À l’approche de l’échéance fixée au 7 février 2026, la transition politique haïtienne entre dans une phase critique. Loin d’un simple débat institutionnel, c’est désormais la question de la légitimité du pouvoir transitoire qui se pose avec acuité. Dans un communiqué rendu public le 3 janvier 2025, le Réseau haïtien des journalistes anti-corruption (RHAJAC) exprime une position ferme et sans ambiguïté : la transition ne peut ni se prolonger, ni se réinventer pour survivre.
L’organisation met en cause le président du Conseil présidentiel de transition (CPT), Laurent Saint-Cyr, qu’elle accuse de chercher à demeurer à la tête de l’appareil transitoire au-delà de la date prévue, alors même que le pays s’enfonce dans une crise multidimensionnelle. Pour le RHAJAC, cette volonté de maintien ne saurait être dissociée d’un contexte marqué par des dérives de corruption, l’absence de sanctions et l’aggravation continue de l’insécurité.
Selon le réseau, la transition avait un mandat précis : restaurer un minimum d’autorité publique, créer un climat sécuritaire acceptable et ouvrir la voie à des élections crédibles. Or, ces objectifs sont restés lettre morte. L’État demeure largement absent de vastes portions du territoire, les institutions fonctionnent au ralenti et la population continue de payer le prix fort d’une gouvernance sans résultats tangibles.
Dans ce contexte, le RHAJAC rappelle un principe fondamental : le caractère temporaire de la transition ne saurait être négociable. Tous les membres du CPT, sans distinction, sont appelés à se retirer après le 7 février 2026. Toute tentative de prolongation, qu’elle prenne la forme d’un compromis politique ou d’un habillage juridique, est perçue comme une violation directe de la volonté populaire.
Pour l’organisation, persister dans cette voie ne ferait qu’accentuer la fragilité nationale.

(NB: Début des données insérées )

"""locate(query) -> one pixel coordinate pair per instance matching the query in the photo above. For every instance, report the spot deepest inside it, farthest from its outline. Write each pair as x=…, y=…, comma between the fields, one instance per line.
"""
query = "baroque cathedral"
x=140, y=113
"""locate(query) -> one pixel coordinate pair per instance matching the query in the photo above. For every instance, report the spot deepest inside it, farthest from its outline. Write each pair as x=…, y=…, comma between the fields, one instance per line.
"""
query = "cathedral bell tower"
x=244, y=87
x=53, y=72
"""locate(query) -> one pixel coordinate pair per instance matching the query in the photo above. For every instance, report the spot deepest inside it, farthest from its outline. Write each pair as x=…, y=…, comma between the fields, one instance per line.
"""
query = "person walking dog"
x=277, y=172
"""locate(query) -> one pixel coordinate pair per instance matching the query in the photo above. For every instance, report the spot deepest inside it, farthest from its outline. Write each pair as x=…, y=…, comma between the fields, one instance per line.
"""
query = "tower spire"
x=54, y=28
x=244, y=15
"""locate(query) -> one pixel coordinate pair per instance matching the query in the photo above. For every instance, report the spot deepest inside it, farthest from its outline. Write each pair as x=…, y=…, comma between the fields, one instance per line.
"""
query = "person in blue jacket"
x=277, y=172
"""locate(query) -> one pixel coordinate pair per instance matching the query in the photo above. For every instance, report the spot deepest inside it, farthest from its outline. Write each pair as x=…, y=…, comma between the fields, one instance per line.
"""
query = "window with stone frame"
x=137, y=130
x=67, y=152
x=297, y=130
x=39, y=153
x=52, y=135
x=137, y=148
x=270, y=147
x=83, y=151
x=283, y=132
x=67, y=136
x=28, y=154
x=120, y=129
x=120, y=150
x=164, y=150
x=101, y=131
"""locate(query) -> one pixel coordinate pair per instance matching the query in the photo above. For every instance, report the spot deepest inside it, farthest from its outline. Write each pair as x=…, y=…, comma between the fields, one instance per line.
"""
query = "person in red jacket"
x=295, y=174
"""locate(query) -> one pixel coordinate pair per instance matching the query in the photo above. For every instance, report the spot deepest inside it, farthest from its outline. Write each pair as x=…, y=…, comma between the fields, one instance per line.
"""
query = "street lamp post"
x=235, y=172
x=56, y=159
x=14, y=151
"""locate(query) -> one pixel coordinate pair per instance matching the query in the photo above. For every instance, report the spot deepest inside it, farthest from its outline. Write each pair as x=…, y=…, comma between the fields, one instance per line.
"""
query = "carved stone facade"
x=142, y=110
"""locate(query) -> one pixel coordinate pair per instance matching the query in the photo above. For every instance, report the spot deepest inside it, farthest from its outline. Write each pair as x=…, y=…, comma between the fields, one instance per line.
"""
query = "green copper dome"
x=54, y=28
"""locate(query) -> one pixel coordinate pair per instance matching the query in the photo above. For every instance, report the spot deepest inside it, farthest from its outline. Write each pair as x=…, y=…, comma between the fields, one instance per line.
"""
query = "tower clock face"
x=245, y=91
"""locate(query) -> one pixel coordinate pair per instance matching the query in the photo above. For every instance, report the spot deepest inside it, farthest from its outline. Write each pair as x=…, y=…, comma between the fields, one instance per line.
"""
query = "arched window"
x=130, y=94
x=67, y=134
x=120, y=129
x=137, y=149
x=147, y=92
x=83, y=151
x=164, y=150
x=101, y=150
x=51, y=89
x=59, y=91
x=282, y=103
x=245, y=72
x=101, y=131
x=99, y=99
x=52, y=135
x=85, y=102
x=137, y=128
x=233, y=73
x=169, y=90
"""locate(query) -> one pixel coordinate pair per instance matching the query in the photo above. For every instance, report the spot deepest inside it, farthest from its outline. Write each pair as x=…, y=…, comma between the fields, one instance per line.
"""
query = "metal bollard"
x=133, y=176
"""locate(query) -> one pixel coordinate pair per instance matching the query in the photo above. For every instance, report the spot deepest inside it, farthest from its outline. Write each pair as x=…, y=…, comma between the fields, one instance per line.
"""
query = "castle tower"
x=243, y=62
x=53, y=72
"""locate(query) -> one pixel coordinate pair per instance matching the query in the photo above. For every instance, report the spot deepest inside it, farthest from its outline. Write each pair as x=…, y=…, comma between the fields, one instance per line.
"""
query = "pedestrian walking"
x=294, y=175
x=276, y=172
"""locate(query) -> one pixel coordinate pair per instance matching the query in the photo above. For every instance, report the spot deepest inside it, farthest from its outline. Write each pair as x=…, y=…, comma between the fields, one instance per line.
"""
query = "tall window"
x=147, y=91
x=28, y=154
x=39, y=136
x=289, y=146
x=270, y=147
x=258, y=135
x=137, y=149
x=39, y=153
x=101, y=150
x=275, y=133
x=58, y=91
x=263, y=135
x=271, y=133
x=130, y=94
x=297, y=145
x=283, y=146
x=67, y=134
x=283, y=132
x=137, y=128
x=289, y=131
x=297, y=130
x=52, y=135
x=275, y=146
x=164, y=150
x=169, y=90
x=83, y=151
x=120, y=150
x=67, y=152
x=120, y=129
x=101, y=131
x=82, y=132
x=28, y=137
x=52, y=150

Prolonger la transition reviendrait à institutionnaliser l’exception, à banaliser l’échec et à renforcer la défiance d’une population déjà profondément désabusée. Haïti, souligne le réseau, ne peut plus être gouvernée par des autorités provisoires qui se comportent comme si leur mandat était illimité.
Au-delà des considérations institutionnelles, le message du RHAJAC se veut résolument tourné vers la réalité quotidienne des citoyens. Ce que réclame la nation, insiste-t-il, ce n’est pas un nouveau cycle de négociations politiques, mais la sécurité, une gouvernance responsable et des élections capables de restaurer la légitimité démocratique. Le peuple attend également des comptes précis sur les dommages causés durant cette période de transition.
Pour Djovany Michel, secrétaire général du RHAJAC, cette prise de parole s’inscrit dans une exigence de vérité et de responsabilité publique. Il ne s’agit pas seulement de respecter une date, mais de rompre avec des pratiques qui ont conduit le pays dans une impasse prolongée. Sans cette rupture, avertit-il, la transition risque de devenir un système en soi, détaché des aspirations populaires.
À l’horizon du 7 février 2026, le signal envoyé par le RHAJAC est clair : la transition doit s’achever dans les délais prévus, et toute tentative de s’y soustraire ne ferait que renforcer l’instabilité et retarder davantage le retour à un ordre démocratique légitime. Pour un peuple déjà éprouvé, l’enjeu n’est plus théorique : il touche à la possibilité même de reconstruire l’État et de restaurer la confiance collective.